There are several steps you can take to make Android testing as fast and efficient as possible:

  • Automate, automate, automate: While some amount of manual testing is unavoidable, you should strive to automate Android tests where possible. This may seem obvious, but some teams fall into the trap of performing too many manual tests because the initial investment required to write automated tests feels too intimidating. The reality is that, once your automated tests are written, you’ll exponentially increase the speed at which you can test and the quality of your apps – so a little upfront effort is well worth it.

  • Find the “sweet spot” for the number of tests: Again, you can’t expect to test every kind of configuration. But you also don’t want to test too few. You need to figure out what the sweet spot is in this regard. Consider your app and user base, and think strategically about how many configurations you can reasonably test for. If you can cover at least 80 percent of all configurations in your tests, you are doing pretty well. 90 percent is even better, and 95 percent places you above and beyond.

  • Use emulators sparingly: Emulators let you run tests in virtual software environments rather than on real mobile hardware. Although emulators can simplify some types of tests, and are useful earlier in the testing process, it’s a best practice to ensure that you run tests on real hardware devices before deploying software to your users.

  • Test every time code changes: When a test fails, you can fix the issue much faster if you know which code commit triggered it. That’s why continuously testing every time your code changes is a best practice: it improves app quality and reduces developer effort.

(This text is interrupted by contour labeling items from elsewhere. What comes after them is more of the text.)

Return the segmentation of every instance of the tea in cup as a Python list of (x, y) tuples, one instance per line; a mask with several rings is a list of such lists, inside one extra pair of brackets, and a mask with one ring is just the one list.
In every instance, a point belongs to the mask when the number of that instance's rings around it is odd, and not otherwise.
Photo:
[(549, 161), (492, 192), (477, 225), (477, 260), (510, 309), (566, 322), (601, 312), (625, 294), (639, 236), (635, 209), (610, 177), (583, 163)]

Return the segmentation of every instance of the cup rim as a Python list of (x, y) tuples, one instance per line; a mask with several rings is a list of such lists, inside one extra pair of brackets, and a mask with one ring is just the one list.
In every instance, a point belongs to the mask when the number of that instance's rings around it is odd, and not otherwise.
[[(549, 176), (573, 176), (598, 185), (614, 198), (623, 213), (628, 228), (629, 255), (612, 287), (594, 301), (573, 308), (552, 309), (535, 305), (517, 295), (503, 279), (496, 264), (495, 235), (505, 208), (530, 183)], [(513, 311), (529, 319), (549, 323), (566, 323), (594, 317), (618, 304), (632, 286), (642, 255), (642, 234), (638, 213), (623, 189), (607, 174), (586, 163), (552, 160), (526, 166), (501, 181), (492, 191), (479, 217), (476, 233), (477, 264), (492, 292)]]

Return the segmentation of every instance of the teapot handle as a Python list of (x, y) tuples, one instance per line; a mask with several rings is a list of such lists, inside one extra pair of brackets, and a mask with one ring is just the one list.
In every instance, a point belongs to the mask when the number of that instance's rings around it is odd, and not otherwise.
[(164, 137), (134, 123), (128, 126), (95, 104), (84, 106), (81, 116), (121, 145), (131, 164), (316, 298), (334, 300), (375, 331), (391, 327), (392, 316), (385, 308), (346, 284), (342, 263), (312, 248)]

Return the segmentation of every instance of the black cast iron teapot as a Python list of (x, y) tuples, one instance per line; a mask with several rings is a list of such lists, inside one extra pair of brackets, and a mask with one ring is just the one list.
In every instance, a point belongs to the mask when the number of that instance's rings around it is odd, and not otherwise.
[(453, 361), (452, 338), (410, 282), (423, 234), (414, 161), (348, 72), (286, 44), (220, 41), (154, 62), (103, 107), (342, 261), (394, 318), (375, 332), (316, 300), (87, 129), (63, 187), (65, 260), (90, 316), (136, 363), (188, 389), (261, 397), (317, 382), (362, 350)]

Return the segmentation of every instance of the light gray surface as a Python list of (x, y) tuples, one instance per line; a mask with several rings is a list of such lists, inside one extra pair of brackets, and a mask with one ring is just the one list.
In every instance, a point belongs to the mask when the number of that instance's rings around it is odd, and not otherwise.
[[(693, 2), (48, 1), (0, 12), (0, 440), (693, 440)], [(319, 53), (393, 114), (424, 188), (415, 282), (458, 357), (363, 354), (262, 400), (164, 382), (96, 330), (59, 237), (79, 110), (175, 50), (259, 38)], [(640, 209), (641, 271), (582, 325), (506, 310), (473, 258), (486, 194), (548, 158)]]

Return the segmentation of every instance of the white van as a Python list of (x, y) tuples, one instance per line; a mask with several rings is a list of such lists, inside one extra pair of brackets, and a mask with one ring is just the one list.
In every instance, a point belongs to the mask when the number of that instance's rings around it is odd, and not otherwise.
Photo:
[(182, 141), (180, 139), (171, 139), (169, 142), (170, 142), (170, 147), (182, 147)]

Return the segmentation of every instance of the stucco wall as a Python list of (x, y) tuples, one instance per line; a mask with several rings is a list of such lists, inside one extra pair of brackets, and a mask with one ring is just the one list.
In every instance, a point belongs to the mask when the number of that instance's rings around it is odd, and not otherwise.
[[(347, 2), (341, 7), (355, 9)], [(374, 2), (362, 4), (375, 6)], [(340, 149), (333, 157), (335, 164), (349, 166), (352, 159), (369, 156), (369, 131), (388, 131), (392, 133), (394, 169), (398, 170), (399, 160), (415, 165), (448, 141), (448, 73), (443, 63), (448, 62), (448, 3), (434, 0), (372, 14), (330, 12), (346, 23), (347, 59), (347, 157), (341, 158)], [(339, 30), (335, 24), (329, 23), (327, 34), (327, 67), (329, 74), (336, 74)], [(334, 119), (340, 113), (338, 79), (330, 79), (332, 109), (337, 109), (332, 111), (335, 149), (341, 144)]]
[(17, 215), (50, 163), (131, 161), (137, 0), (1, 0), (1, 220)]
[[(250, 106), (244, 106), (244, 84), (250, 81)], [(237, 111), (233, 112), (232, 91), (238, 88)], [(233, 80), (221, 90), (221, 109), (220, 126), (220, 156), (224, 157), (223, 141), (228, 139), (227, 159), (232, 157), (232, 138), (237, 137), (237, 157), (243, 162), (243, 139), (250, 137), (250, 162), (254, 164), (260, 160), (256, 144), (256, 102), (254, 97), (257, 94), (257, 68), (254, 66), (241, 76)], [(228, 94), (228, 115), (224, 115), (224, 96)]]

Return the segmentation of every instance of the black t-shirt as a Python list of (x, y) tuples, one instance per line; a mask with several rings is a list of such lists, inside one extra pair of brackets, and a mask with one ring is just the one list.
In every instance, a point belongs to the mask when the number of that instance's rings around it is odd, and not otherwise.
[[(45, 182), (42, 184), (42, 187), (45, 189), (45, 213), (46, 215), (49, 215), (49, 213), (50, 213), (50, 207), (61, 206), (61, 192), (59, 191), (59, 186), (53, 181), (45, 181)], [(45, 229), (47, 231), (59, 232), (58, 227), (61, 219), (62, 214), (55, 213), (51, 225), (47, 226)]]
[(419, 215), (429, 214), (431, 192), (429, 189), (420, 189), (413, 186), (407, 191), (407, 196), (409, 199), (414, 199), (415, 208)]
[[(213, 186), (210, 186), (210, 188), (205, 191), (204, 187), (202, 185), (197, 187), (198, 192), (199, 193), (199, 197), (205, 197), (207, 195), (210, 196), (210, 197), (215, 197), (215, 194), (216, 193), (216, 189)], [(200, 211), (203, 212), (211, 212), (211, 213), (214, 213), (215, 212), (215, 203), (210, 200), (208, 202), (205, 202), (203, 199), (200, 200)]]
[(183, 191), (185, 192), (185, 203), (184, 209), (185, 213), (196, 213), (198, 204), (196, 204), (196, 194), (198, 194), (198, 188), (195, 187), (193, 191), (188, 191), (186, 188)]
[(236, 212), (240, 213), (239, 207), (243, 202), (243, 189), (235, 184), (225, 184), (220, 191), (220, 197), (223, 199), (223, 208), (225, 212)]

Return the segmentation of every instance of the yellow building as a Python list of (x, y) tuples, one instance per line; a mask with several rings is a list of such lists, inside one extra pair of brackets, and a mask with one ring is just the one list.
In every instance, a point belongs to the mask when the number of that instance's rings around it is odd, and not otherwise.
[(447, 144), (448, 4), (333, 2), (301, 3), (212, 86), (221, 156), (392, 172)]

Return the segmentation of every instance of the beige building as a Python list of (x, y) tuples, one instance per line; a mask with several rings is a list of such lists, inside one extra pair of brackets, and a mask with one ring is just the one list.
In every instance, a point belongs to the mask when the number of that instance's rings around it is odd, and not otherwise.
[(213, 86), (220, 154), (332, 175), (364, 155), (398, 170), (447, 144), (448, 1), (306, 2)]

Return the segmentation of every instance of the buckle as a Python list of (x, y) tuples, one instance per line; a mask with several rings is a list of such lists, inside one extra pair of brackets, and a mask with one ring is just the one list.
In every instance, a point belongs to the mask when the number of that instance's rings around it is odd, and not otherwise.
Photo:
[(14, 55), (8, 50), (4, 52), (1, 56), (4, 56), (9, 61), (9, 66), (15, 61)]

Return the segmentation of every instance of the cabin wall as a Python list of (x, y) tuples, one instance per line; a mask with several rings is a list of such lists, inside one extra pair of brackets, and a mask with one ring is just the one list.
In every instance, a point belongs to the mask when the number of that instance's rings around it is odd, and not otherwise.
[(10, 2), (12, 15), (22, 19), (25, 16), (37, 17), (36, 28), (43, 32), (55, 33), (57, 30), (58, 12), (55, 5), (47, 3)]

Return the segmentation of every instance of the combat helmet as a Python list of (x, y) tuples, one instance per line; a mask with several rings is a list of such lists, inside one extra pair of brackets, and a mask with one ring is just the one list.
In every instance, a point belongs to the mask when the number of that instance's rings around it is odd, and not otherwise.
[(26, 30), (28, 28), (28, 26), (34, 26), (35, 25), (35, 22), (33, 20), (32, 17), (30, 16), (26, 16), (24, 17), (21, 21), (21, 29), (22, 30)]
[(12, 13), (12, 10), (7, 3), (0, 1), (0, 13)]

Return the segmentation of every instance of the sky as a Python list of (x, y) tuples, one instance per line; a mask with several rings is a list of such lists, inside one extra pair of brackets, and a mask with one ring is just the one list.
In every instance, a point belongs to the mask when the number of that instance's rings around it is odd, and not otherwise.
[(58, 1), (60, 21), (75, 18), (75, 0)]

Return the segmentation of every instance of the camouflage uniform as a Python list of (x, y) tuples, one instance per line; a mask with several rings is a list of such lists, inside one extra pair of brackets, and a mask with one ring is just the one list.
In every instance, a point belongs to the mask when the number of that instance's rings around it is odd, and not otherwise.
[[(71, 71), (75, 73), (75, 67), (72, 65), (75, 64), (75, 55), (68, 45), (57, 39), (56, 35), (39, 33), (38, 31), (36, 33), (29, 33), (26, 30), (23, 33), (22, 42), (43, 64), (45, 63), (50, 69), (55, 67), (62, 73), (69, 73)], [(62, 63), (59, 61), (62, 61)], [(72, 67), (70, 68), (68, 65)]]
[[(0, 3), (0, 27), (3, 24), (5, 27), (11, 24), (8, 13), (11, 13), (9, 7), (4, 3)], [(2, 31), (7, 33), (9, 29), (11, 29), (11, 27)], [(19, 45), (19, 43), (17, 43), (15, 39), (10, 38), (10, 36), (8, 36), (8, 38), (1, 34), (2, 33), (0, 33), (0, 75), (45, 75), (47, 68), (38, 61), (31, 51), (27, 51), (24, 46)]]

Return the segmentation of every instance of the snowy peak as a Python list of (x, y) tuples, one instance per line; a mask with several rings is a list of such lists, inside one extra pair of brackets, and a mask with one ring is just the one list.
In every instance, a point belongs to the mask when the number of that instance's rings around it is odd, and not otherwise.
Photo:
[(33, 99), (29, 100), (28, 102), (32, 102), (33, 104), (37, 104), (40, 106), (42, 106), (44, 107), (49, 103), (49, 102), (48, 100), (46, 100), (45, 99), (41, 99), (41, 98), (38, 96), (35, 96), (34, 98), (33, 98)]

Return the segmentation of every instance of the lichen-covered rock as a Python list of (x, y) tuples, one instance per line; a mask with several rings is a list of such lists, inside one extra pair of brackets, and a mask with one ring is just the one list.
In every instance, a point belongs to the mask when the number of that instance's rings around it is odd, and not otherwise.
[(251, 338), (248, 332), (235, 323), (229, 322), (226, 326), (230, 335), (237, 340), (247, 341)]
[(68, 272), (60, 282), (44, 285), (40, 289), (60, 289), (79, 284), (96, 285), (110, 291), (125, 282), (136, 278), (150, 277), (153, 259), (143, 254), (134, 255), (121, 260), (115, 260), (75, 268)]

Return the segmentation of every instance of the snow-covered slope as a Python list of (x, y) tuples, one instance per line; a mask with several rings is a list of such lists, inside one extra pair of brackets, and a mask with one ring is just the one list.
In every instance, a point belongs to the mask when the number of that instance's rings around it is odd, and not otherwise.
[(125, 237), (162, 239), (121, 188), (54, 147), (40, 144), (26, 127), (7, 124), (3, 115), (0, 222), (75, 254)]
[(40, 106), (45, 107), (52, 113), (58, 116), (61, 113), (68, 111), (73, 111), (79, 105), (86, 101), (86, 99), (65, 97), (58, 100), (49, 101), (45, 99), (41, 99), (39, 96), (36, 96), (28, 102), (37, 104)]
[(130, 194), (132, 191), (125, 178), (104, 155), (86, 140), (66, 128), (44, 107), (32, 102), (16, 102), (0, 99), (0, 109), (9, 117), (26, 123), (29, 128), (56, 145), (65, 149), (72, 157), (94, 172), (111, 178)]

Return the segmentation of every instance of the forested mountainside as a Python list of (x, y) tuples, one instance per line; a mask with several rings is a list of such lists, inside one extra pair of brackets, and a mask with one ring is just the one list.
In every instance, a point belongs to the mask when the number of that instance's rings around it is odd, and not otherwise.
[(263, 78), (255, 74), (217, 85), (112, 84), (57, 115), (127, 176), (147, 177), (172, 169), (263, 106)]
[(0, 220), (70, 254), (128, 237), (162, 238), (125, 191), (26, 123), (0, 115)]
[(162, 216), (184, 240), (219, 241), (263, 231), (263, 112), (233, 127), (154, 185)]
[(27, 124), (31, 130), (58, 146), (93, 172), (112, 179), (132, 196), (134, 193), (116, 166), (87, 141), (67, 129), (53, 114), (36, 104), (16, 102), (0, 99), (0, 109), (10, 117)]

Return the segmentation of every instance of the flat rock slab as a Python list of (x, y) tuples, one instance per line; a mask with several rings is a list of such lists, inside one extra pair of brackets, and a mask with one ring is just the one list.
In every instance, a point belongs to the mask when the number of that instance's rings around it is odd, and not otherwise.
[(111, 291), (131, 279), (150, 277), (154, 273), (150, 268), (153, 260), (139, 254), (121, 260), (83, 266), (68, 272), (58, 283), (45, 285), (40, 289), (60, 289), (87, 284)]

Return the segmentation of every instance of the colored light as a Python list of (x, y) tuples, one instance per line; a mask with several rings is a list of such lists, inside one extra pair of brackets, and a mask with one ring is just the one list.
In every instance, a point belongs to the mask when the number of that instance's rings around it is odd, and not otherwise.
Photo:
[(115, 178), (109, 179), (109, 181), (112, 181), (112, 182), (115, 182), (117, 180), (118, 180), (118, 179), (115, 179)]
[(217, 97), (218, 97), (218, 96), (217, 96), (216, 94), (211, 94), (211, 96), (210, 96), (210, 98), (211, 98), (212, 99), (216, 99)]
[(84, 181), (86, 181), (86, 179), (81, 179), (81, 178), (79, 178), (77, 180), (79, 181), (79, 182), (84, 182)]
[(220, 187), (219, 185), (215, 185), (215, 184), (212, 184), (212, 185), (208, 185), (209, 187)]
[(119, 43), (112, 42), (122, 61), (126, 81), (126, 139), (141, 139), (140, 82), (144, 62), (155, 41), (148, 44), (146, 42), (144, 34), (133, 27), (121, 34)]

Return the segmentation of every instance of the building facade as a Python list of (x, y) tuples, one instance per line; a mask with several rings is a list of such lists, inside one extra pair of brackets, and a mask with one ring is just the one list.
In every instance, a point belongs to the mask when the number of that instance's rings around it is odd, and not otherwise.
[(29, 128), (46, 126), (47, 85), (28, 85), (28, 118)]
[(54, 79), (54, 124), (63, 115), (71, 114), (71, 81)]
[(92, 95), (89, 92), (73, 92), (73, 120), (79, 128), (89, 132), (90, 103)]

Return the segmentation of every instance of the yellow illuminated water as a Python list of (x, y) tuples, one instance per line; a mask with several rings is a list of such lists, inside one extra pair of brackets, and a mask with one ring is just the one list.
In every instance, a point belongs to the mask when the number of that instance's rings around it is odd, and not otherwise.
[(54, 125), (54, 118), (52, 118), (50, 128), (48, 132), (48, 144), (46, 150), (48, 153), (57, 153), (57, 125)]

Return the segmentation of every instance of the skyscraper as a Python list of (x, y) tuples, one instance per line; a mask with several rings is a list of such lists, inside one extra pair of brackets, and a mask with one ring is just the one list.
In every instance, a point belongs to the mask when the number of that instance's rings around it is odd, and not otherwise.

  • Make testing a collective effort: Testing shouldn’t be the province of QA engineers alone. Developers, designers, end-user support teams, and more should all be looped into the process. Even if they don’t run tests day-to-day, these other stakeholders can provide guidance about what to test for, as well as which devices and configurations to prioritize.

  • Lean toward open source testing: While proprietary test libraries may be useful for certain types of applications, using open source test frameworks like Selenium, Appium, and Espresso is a best practice. It maximizes test flexibility and ensures you won’t be left in the lurch in the event that a vendor stops developing a proprietary test library.